There are those amongst us who would say “good riddance”. In my experience, these people belong to one of two camps: those few who have made it big in Kenya in their businesses and professions, and who find it very agreeable to keep the amount of competition for their income as small as possible; and those hypocrites who do it to draw attention to their own phoney patriotism in continuing to live here. Put both groups to a simple test: find out where their children are studying, and what plans they have for their return to engage in “nation building”. The results may startle you.
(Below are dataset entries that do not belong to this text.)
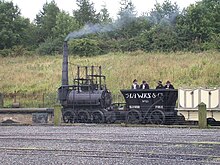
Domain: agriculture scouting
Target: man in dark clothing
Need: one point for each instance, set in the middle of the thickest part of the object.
(168, 85)
(160, 85)
(144, 85)
(135, 85)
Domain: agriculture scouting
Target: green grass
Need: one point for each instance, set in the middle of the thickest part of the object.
(42, 74)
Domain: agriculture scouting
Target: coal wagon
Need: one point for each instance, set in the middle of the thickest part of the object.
(155, 106)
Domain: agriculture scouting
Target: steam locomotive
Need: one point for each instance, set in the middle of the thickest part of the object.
(88, 100)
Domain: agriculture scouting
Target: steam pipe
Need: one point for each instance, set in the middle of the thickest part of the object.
(65, 80)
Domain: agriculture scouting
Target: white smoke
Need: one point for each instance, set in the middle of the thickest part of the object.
(102, 28)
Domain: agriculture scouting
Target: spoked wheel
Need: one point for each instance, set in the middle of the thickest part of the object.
(98, 117)
(157, 117)
(133, 117)
(83, 116)
(68, 117)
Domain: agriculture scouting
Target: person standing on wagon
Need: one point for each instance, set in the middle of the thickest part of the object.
(144, 85)
(168, 85)
(135, 85)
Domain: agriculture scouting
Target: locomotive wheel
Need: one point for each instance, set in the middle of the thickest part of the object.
(83, 116)
(157, 117)
(68, 117)
(133, 117)
(98, 117)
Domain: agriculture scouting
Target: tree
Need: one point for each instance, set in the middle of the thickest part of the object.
(46, 21)
(86, 13)
(64, 25)
(12, 25)
(164, 13)
(104, 16)
(200, 23)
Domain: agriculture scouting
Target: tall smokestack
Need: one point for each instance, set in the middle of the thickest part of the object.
(65, 64)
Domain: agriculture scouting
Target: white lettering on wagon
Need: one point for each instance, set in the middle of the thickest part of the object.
(143, 95)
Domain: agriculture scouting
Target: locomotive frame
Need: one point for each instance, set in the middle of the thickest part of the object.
(88, 100)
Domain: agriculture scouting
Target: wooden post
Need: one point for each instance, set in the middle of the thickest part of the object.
(57, 115)
(1, 100)
(202, 113)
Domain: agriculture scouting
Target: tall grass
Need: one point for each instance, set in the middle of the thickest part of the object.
(42, 74)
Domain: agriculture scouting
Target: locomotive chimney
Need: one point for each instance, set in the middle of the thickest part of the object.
(65, 64)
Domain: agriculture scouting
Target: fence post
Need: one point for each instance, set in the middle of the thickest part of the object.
(57, 115)
(202, 113)
(1, 100)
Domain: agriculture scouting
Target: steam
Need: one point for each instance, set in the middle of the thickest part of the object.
(126, 18)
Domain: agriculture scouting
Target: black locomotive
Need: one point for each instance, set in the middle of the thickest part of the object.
(89, 100)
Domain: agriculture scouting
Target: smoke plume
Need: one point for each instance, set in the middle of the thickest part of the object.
(102, 28)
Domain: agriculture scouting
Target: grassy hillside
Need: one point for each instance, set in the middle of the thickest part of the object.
(38, 74)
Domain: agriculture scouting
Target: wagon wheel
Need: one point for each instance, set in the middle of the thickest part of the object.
(83, 116)
(133, 117)
(68, 117)
(157, 117)
(98, 117)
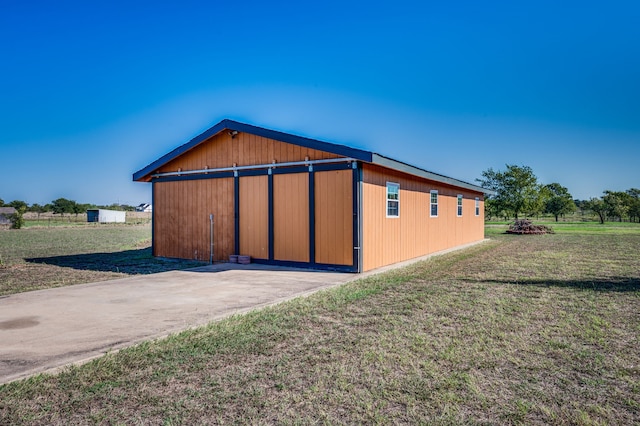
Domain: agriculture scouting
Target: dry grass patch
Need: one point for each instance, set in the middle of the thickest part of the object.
(521, 330)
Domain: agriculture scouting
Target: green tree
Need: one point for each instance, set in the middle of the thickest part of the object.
(558, 201)
(617, 203)
(37, 208)
(517, 190)
(18, 204)
(597, 206)
(17, 218)
(62, 206)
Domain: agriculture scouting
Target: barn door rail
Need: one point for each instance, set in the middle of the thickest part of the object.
(256, 166)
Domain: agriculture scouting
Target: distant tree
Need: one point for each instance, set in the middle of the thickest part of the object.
(37, 208)
(17, 218)
(62, 206)
(18, 204)
(597, 206)
(634, 204)
(558, 200)
(517, 190)
(617, 203)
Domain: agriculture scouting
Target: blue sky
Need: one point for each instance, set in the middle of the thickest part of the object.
(91, 92)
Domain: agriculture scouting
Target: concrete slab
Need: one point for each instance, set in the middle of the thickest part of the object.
(43, 330)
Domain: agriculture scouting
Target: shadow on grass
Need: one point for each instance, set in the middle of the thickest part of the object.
(132, 262)
(613, 284)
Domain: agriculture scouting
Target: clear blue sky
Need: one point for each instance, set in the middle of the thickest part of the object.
(91, 92)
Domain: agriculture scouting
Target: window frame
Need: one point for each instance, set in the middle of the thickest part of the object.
(432, 204)
(392, 200)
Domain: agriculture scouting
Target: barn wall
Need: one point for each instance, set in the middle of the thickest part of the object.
(334, 217)
(181, 219)
(254, 216)
(244, 149)
(414, 233)
(291, 217)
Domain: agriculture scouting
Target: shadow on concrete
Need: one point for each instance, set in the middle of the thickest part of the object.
(130, 262)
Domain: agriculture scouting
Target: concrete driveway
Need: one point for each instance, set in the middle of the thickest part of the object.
(41, 331)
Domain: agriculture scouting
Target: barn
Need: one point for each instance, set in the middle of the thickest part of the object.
(289, 200)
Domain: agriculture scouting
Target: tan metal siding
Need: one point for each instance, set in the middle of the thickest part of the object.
(254, 217)
(414, 233)
(291, 217)
(334, 217)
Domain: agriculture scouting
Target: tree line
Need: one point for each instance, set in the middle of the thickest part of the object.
(59, 206)
(518, 192)
(62, 206)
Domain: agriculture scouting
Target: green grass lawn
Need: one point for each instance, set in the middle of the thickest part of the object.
(33, 259)
(518, 330)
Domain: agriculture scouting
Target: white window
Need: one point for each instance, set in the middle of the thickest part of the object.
(393, 199)
(434, 203)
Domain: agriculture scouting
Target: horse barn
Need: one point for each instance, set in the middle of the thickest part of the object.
(282, 199)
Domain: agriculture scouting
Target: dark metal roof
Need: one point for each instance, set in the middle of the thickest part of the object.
(343, 150)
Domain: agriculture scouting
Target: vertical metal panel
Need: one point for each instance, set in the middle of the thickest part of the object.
(182, 218)
(415, 232)
(153, 219)
(334, 217)
(291, 217)
(312, 217)
(270, 214)
(254, 216)
(236, 213)
(244, 149)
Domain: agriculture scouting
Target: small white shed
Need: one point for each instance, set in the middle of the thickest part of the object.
(106, 216)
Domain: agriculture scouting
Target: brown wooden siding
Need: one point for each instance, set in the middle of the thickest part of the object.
(254, 217)
(414, 233)
(334, 217)
(291, 217)
(244, 149)
(181, 219)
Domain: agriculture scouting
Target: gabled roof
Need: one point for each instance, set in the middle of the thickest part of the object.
(342, 150)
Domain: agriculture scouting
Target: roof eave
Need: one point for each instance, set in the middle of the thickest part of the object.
(383, 161)
(144, 174)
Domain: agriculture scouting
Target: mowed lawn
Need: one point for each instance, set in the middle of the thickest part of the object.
(518, 330)
(38, 258)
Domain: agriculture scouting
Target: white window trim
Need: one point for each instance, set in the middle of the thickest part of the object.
(434, 191)
(386, 197)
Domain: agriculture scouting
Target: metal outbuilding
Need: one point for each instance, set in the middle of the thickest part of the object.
(106, 216)
(289, 200)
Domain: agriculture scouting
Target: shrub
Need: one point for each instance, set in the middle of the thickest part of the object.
(525, 226)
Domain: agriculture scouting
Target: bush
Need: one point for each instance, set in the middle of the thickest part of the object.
(525, 226)
(17, 219)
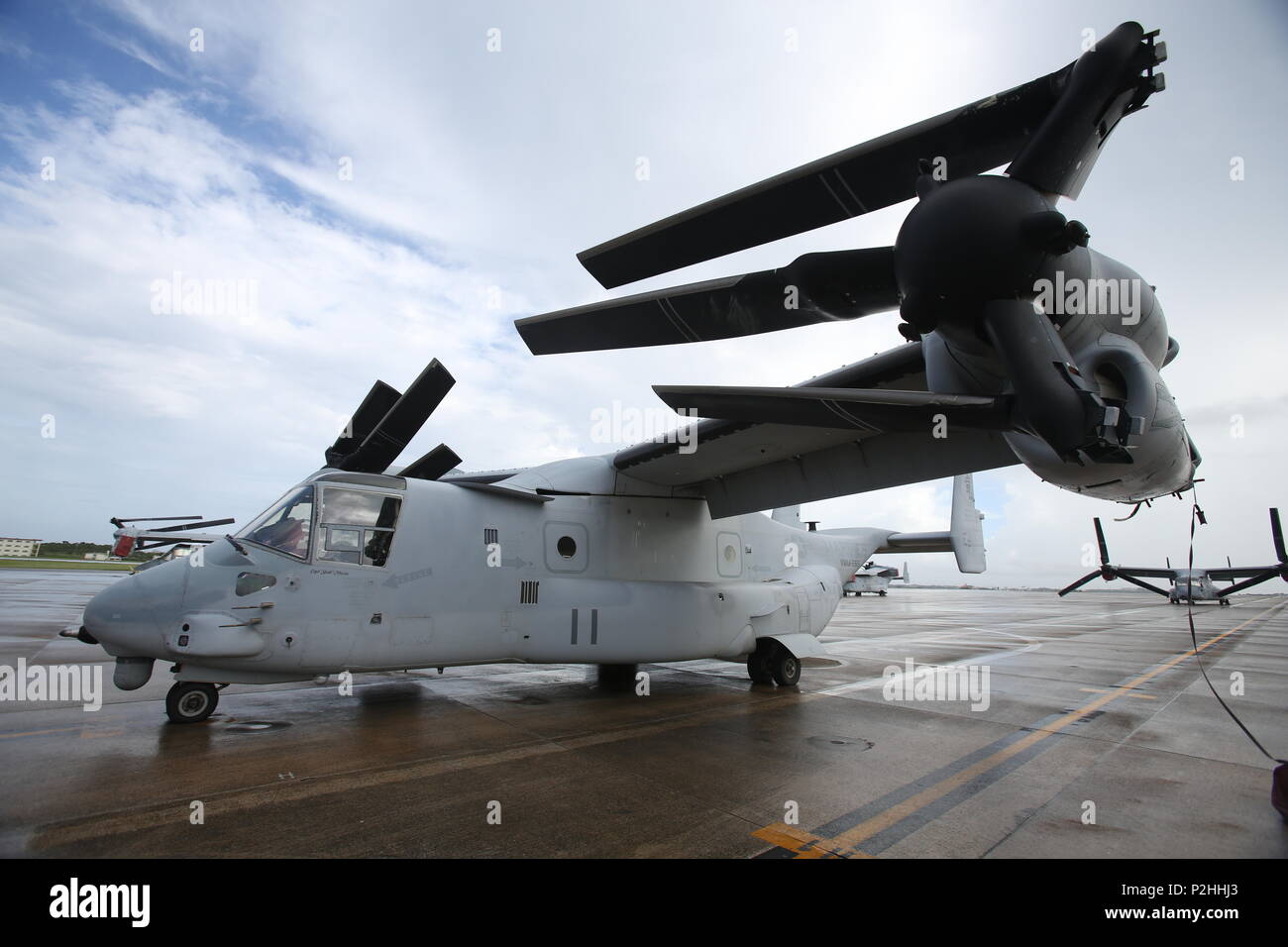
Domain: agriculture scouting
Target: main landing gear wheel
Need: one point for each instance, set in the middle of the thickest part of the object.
(191, 701)
(787, 668)
(759, 667)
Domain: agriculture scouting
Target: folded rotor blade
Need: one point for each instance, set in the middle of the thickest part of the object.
(1104, 85)
(1082, 581)
(191, 526)
(971, 140)
(433, 464)
(380, 447)
(1249, 582)
(814, 287)
(840, 407)
(1142, 585)
(375, 406)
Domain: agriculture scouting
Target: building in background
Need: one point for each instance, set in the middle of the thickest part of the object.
(16, 547)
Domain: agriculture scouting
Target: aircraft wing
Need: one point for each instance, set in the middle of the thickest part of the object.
(746, 466)
(1229, 575)
(1145, 573)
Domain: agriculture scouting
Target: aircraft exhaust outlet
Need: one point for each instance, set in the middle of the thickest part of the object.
(132, 673)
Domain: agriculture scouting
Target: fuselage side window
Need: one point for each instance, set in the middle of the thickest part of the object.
(357, 526)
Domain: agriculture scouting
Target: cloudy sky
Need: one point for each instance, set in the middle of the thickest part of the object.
(384, 183)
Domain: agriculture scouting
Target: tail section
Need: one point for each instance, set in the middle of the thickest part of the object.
(964, 539)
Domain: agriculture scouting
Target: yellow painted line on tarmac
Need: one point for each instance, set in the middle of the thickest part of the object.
(1138, 696)
(38, 733)
(848, 841)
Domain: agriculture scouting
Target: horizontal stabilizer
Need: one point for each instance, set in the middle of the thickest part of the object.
(872, 410)
(787, 515)
(964, 539)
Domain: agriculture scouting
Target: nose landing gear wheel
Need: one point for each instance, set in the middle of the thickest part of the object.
(191, 701)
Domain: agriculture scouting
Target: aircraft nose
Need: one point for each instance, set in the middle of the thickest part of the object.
(123, 620)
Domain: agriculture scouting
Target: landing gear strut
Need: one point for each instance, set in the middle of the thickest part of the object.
(191, 701)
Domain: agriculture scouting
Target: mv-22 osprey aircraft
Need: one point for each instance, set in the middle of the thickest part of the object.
(656, 553)
(1190, 583)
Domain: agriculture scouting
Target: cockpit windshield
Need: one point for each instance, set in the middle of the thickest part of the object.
(286, 525)
(357, 526)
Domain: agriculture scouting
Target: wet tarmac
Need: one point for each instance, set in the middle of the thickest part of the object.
(1099, 738)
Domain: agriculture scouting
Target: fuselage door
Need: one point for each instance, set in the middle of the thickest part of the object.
(729, 554)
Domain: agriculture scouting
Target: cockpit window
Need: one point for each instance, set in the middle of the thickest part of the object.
(357, 526)
(284, 526)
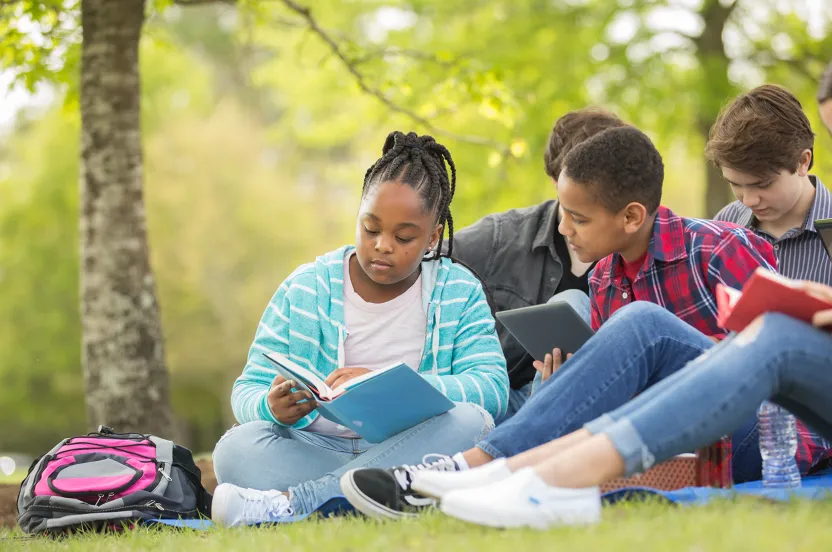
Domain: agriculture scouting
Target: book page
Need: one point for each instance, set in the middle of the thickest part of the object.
(364, 377)
(303, 374)
(779, 278)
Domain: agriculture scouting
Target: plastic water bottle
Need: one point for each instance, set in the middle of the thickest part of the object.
(778, 444)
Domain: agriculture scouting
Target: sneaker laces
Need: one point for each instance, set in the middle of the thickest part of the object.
(263, 507)
(404, 474)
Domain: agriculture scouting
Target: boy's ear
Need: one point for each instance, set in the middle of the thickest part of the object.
(805, 163)
(635, 214)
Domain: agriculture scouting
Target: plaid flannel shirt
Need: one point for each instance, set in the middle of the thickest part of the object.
(685, 261)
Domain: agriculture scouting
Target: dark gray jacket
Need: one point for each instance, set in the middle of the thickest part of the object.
(514, 254)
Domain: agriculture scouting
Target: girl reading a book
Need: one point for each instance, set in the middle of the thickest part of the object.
(390, 298)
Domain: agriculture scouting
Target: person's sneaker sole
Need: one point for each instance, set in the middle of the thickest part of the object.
(219, 505)
(365, 504)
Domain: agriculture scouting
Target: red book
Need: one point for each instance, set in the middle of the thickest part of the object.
(765, 291)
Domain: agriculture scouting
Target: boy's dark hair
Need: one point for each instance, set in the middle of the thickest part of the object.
(419, 162)
(572, 129)
(825, 86)
(761, 133)
(620, 166)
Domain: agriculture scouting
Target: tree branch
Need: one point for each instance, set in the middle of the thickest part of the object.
(351, 66)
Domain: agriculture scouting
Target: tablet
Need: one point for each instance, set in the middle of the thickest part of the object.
(541, 328)
(824, 228)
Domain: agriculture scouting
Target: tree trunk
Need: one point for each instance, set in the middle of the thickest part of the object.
(717, 89)
(122, 344)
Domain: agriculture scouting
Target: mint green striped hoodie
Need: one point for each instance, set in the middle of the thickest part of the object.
(305, 321)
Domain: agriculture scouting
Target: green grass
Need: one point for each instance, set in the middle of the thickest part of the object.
(645, 527)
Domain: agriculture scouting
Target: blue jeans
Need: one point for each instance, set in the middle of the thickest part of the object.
(781, 359)
(518, 397)
(263, 455)
(638, 346)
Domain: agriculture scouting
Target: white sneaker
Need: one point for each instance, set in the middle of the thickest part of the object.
(234, 505)
(524, 500)
(436, 484)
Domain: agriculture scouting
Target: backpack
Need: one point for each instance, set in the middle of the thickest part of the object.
(110, 481)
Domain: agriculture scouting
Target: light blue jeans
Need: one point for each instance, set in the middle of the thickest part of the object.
(782, 359)
(518, 397)
(262, 455)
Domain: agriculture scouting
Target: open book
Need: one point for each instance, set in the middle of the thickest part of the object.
(376, 405)
(765, 291)
(319, 389)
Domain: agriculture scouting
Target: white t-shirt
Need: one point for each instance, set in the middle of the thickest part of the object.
(380, 334)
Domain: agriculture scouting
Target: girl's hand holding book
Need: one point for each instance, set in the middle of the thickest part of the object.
(286, 405)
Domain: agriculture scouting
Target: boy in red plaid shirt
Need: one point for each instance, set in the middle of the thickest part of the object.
(653, 306)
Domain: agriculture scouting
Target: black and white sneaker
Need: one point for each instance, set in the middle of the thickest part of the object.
(387, 493)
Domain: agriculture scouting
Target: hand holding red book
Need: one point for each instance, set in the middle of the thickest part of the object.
(767, 291)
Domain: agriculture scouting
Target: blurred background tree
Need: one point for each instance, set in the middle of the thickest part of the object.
(259, 118)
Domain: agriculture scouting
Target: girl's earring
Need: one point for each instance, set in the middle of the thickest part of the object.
(431, 253)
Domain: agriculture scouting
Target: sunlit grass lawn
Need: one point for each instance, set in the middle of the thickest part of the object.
(646, 527)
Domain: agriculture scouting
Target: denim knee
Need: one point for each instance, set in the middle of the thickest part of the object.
(472, 418)
(241, 445)
(643, 311)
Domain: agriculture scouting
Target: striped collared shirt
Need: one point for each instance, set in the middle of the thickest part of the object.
(800, 255)
(800, 251)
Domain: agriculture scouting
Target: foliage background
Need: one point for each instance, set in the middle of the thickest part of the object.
(257, 137)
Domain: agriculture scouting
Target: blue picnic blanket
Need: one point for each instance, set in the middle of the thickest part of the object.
(815, 487)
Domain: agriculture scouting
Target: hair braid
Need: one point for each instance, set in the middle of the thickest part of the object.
(419, 162)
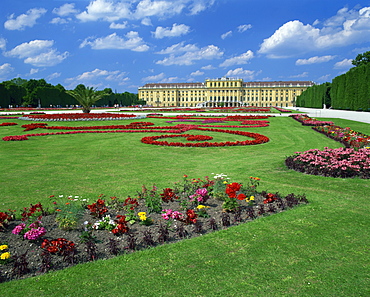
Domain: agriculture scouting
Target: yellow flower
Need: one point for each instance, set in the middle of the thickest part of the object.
(3, 247)
(5, 256)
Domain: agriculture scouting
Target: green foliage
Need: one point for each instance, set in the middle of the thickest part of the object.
(351, 90)
(316, 250)
(39, 93)
(315, 96)
(361, 59)
(85, 96)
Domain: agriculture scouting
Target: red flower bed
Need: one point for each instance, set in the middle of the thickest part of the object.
(148, 127)
(8, 124)
(77, 117)
(15, 138)
(258, 139)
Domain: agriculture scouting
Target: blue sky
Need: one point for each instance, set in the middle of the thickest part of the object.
(125, 44)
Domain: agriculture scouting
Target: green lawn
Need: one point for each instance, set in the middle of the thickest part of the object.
(320, 249)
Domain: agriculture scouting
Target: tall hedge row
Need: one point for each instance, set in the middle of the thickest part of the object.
(35, 93)
(350, 91)
(315, 96)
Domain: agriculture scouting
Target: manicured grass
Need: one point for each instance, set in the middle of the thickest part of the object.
(320, 249)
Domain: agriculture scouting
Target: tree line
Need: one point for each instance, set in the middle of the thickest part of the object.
(349, 91)
(20, 92)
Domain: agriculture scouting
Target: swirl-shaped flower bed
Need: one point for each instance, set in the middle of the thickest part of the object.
(346, 136)
(257, 139)
(341, 162)
(80, 117)
(200, 140)
(8, 124)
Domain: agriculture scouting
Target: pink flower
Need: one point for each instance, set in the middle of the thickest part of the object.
(18, 229)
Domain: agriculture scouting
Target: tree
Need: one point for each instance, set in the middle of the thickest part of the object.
(362, 59)
(86, 96)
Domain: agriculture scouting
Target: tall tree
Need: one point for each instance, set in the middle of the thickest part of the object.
(86, 96)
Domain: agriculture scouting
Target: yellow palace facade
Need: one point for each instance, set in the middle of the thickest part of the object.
(223, 92)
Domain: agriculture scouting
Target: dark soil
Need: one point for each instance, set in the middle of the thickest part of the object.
(27, 259)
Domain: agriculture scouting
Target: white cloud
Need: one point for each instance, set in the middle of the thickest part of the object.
(53, 76)
(146, 22)
(346, 63)
(227, 34)
(60, 21)
(155, 78)
(114, 10)
(105, 10)
(97, 77)
(34, 71)
(132, 41)
(292, 38)
(241, 73)
(314, 60)
(200, 5)
(161, 9)
(118, 26)
(206, 53)
(304, 74)
(66, 10)
(178, 48)
(176, 30)
(324, 78)
(31, 48)
(243, 28)
(208, 67)
(5, 69)
(347, 27)
(2, 44)
(47, 59)
(24, 20)
(197, 73)
(38, 53)
(238, 60)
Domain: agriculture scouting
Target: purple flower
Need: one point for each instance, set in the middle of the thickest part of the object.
(18, 229)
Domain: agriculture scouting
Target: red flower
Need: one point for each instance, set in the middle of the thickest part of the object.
(241, 196)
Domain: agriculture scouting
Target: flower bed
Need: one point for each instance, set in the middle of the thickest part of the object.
(81, 230)
(346, 136)
(149, 127)
(79, 117)
(282, 109)
(341, 162)
(8, 124)
(258, 139)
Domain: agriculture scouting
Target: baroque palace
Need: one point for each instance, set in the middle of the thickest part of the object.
(223, 92)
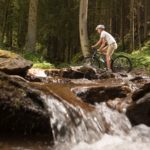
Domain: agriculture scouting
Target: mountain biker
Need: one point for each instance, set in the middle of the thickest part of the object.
(107, 44)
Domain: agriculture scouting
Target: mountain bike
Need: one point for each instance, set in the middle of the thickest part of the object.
(120, 63)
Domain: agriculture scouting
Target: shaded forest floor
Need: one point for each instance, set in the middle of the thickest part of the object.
(140, 59)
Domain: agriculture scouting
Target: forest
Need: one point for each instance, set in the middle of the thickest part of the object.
(59, 93)
(51, 28)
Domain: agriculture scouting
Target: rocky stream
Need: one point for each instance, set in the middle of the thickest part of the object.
(74, 108)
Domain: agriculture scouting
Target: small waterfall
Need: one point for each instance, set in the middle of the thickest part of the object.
(73, 124)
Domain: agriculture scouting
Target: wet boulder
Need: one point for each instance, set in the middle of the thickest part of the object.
(22, 110)
(140, 111)
(79, 72)
(104, 90)
(13, 64)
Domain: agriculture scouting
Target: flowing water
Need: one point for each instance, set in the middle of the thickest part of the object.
(80, 126)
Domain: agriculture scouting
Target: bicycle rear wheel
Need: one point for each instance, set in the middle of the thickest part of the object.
(121, 64)
(95, 63)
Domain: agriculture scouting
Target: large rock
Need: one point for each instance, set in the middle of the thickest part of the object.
(140, 112)
(22, 110)
(13, 64)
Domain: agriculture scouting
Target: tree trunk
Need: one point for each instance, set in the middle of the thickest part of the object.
(32, 24)
(145, 17)
(83, 27)
(132, 23)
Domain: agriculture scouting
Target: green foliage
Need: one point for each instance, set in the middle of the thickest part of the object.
(38, 60)
(141, 58)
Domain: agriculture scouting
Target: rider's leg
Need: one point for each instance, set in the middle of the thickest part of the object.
(109, 53)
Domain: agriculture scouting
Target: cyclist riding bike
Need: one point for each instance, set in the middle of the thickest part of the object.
(105, 38)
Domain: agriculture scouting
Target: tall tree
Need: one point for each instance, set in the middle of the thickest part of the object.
(32, 26)
(83, 27)
(132, 27)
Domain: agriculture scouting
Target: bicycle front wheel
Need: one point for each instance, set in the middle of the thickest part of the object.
(95, 63)
(121, 64)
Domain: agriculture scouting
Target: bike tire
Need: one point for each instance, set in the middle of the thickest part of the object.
(121, 64)
(95, 63)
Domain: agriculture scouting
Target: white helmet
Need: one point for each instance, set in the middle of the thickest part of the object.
(100, 26)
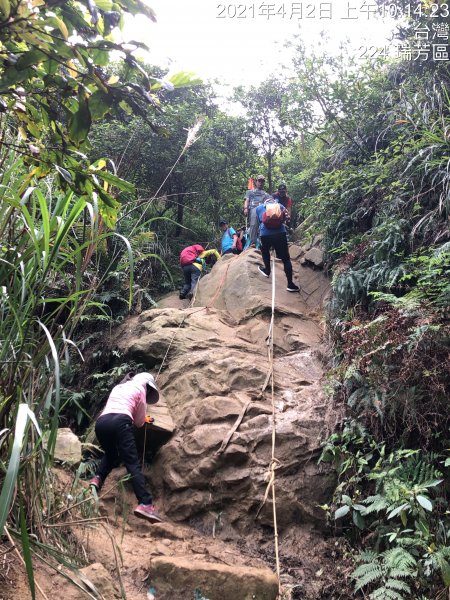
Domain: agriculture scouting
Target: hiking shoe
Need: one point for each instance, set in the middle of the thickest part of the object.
(96, 482)
(147, 511)
(292, 287)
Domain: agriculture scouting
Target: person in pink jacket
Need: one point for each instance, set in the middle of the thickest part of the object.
(125, 408)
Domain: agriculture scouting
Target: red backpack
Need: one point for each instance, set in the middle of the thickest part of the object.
(189, 254)
(238, 242)
(274, 216)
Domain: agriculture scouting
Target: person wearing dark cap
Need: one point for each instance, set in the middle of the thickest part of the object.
(283, 198)
(229, 238)
(271, 216)
(253, 199)
(127, 407)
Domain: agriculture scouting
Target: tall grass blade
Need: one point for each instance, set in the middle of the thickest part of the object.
(27, 551)
(13, 466)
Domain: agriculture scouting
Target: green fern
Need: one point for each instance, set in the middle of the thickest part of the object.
(388, 571)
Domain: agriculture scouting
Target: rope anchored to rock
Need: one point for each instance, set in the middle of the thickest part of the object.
(274, 462)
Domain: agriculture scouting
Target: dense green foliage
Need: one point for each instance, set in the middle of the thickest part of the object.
(109, 169)
(374, 180)
(57, 210)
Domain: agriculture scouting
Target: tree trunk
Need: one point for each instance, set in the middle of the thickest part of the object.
(180, 214)
(269, 172)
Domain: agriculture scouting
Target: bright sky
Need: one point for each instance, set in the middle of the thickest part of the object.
(243, 43)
This state of affairs is untenable. If the priorities of the entire next generation lie in distant shores, we will soon become a country without a future. We need those Kenyans out there. We need the skills and expertise they have gained in more advanced economies. We need their observation of the wider world and the learning they have obtained as a result. We need them in their sheer numbers to come back and introduce the much-needed competition that this country is screaming out for. We need to break the enterprise-sapping monopolies of yesteryear, in business and in the professions, once and for all. We need their investment power, so that we can the escape the withering grip of donor dependence.
Make no mistake: they need us too. Wherever Kenyans live abroad, they spend a large proportion of their time and income seeking out their fellow exiles, looking for Kenyan products and scouring Kenyan newspaper websites. They yearn for the smell of charcoal fires at dawn and the sound of crickets at dusk. They drink Malt Tuskers in small huddles, often with tears of reminiscence in their eyes. They think about their mothers’ cooking and their fathers’ idiosyncrasies all the time. Their spirits dance from the chance encounter with another Kenyan at a busy airport. I write from experience; I have been there.
We can bring them back, with the stroke of a pen. The granting of dual nationality presents a huge opportunity to transform this country. It would grant legal recognition to our sons and daughters overseas. They could choose to live and invest directly in Kenya again, without forgoing their precious Green Cards and EU passports. They would not need work permits and visas to reside in the bosom of their motherland. Their emotional bond would be given legal endorsement. India and China, two of the world’s fastest growing economies, have fuelled this growth through the granting of dual nationality to their people abroad. We cannot afford not to.
Let our MPs continue their senseless political battles, but let them complete just one visionary act for us. Dual nationality is one of the few keys we have to unlocking a vibrant future. “Life’s a voyage that’s homeward bound”, said Herman Melville. Some of us do indeed choose to live here. We must join hands with our brethren abroad to break the mould of failure in this country. Change will come when enough people make meaningful investments – in time, money and determination – in the transformation of their nation. Then, someday, our most distinguished sons and daughters will once again reside within our borders.